As told to Corbett by Peter Brötzmann, 'Out of the first trio (with Kowald and Sven-Åke Johnasson) and the Schoof/Schlippenbach Qunitet - Gerd Dudek was in it, Buschi, Jaki Liebezeit was the drummer - out of that combination was formed the first Globe Unity'. Not contradicting this, Jeske (1980), reported that Globe Unity was formed in autumn 1966 with a commission received by Alex von Schlippenbach from the Berlin Jazz Festival. 'We did three days of rehearsal in Koln and performed my composition entitled Globe Unity at the Philharmonie in Berlin on 3rd November. The piece was released on Saba the same year.' In the early days, the musical influences were various and the contributions and organization to some extent egalitarian, with Peter Brötzmann and Peter Kowald being particularly important. However, as the different 'periods' (Schlippenbach, 1993; below) were worked through Schlippenbach became the cornerstone and the provider of musical starting points for the group. The main exception to this is Compositions where an invitation was given to other members of the time to submit compositions. Schlippenbach (1993) says that the last concert was given before 92,000 people at the Chicago jazz festival in 1987, though a version of the orchestra was re-convened in 2002 - with a CD released on Intakt in 2003 - and further concerts occurred thereafter.

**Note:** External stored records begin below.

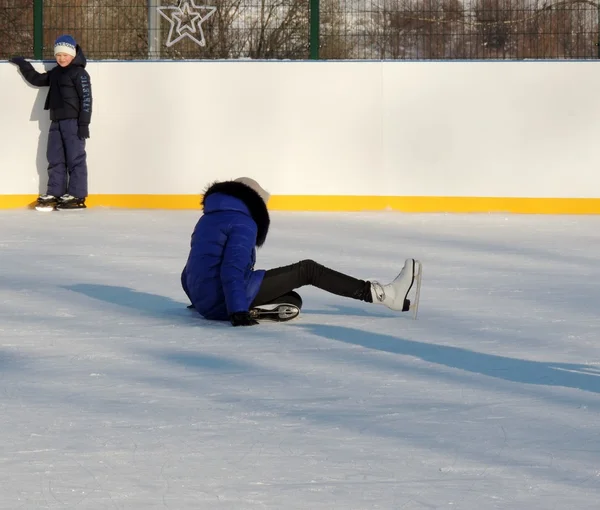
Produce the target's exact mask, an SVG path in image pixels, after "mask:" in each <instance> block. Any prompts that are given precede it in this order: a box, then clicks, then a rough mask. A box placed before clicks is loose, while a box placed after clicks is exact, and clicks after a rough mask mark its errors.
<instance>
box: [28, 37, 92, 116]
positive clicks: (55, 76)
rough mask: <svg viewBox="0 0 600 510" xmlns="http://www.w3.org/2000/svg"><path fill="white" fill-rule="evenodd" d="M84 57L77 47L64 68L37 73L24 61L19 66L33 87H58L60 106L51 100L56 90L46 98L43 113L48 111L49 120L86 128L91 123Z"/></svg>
mask: <svg viewBox="0 0 600 510" xmlns="http://www.w3.org/2000/svg"><path fill="white" fill-rule="evenodd" d="M86 63H87V61H86V58H85V55H84V54H83V50H82V49H81V48H80V46H79V45H77V54H76V55H75V58H74V59H73V62H71V63H70V64H69V65H68V66H67V67H64V68H63V67H60V66H58V65H57V66H56V67H53V68H52V69H50V71H48V72H47V73H38V72H37V71H36V70H35V69H34V68H33V66H32V65H31V64H30V63H29V62H27V61H24V62H23V64H22V65H21V66H20V69H21V73H22V74H23V76H24V77H25V79H26V80H27V81H28V82H29V83H31V84H32V85H34V86H35V87H48V86H49V87H51V88H52V87H53V86H54V83H57V84H59V90H60V95H61V96H62V104H61V106H59V107H54V106H53V104H52V101H51V100H50V98H51V96H53V94H56V91H54V90H50V91H49V92H48V96H47V97H46V104H45V105H44V109H45V110H50V120H65V119H77V120H78V124H79V125H80V126H87V125H89V123H90V122H91V120H92V85H91V82H90V75H89V74H88V72H87V71H86V70H85V66H86Z"/></svg>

In Europe, the only other group working in the area of mixing large-scale composition and improvisation is the London Jazz Composers' Orchestra, though Schlippenbach's interests here appear to have been channeled into the equally fine Berlin Contemporary Jazz Orchestra.
Shoemaker, Bill (1984). Globe Unity Orchestra, Downbeat, vol. 51, no. 3, (March), p. 51. A report of the Orchestra's US debut at D.C. Space in Washington DC.
Schlippenbach, Alex von (1993). 20th anniversary. Notes accompanying the FMP CD of the same name that provide probably the best abstract of the group's evolution, development, personel changes and last concert. As much, anyway, as it is possible to squeeze 20 years of activity into 1,000 words.